Le bruissement du papier et des désirs - Sarah McCoy

Le bruissement du papier et des désirs - Sarah McCoyLe bruissement du papier et des désirs, Sarah McCoy

 Editeur : Pocket

Nombre de pages : 404

Résumé : Île du Prince-Édouard, au large du Canada, 1837. L’enfance de Marilla Cuthbert s’écoule, heureuse et paisible, dans le cadre enchanteur de la campagne, avec ses parents et son frère aîné, Matthew. À la mort brutale de sa mère adorée, Marilla se jure de veiller toujours sur son père et son frère. Mais aussi sur tous ces orphelins, ces fugitifs noirs-américains qui, traqués par les chasseurs d’esclaves, débarquent sur leurs côtes.

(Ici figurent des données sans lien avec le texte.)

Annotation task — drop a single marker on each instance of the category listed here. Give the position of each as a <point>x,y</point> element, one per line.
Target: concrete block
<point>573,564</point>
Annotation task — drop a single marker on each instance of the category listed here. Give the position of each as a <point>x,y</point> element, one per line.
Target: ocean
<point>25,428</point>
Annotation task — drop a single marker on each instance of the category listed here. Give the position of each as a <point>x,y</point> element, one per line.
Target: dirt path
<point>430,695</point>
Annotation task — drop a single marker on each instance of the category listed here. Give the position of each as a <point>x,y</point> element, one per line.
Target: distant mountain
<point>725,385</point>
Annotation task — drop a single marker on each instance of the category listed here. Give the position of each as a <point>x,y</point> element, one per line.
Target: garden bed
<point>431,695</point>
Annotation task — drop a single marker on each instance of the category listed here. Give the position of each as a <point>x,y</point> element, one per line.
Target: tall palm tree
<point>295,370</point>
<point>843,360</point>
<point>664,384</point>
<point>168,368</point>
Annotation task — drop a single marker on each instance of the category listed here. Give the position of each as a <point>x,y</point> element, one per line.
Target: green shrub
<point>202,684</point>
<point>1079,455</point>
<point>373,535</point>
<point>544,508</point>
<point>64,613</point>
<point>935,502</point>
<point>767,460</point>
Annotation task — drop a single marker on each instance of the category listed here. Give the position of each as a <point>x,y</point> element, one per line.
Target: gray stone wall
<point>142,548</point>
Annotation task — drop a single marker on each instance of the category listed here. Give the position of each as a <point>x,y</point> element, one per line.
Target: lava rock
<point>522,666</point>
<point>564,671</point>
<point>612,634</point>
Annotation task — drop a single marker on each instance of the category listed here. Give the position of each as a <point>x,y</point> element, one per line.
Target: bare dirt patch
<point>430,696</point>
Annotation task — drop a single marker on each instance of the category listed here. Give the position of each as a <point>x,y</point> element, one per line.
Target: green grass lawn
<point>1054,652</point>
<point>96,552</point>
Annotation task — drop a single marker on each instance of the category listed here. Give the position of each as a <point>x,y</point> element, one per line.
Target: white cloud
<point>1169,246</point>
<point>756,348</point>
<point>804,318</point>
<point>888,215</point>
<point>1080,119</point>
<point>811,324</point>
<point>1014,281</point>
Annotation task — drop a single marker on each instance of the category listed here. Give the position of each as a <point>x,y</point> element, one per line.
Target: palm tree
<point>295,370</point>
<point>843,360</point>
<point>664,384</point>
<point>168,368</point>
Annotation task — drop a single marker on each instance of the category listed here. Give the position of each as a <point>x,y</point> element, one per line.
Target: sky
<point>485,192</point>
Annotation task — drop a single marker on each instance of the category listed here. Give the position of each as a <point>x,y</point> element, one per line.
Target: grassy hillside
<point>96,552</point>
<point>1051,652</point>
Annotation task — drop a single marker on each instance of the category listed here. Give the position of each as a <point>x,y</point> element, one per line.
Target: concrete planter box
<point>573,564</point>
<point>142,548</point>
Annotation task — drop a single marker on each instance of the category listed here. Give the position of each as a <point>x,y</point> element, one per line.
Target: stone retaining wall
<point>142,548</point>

Fidèle à ses principes, cette jeune femme éprise de liberté jettera toutes ses forces dans la bataille – au prix de ses désirs, au péril de sa vie…

- Un petit extrait -

« Marilla n’avait pas voulu le contredire, mais juste être précise. Elle n’avait jamais été très à l’aise avec les mondanités. Comment allez-vous ? Bien et vous ? Le temps est magnifique. En effet, Dieu donne le soleil et Dieu le reprend. Comment se porte votre mère ? Très bien, et la vôtre ? Bien, merci de poser la question. Etc. Deux personnes pouvaient converser ainsi pendant des heures pour finalement ne rien dire du tout. Certains estimaient peut-être qu’il s’agissait d’un tête-à-tête intime, mais pour Marilla, cela ne représentait qu’effort vain et ennui profond. Elle aurait largement préféré que les gens se taisent s’ils n’avaient rien d’intéressant à dire.  »
- Mon avis sur le livre -

 Depuis sa sortie française, j’ai vu passer ce titre sur tous les rayonnages de librairie ou d’espaces culturels, sans jamais m’y attarder : je ne lis pas souvent d’historique et préférait amplement rejoindre l’espace SFFF ! Puis, j’ai appris par deux amies qu’il s’agissait en réalité d’un roman relatant l’adolescence de Marilla Cuthbert (c’est-à-dire, pour ceux qui n’ont pas encore lu Anne de Green Gables, la mère adoptive de la petite Anne Shirley que j’aime tellement fort) … ou du moins la vision de Sarah McCoy de l’adolescence de Marilla Cuthbert. Et c’est justement ceci qui a fait se déchainer en moi deux émotions totalement contradictoires : d’un côté, j’étais immensément heureuse et curieuse de découvrir le passé des Pignons Verts, de retrouver Marilla et Matthew … et de l’autre, j’étais profondément inquiète et quelque peu indignée face à cette appropriation de l’univers et des personnages par une autrice qui n’est pas Lucy Maud Montgomery. Malgré tout, je me suis littéralement jetée dessus lorsque je l’ai trouvé au supermarché (dans un dérapage pas complétement contrôlé, mais qu’importe : j’étais peut-être affalée au sol, mais l’unique exemplaire était à moi) … et je ne l’ai pas regretté.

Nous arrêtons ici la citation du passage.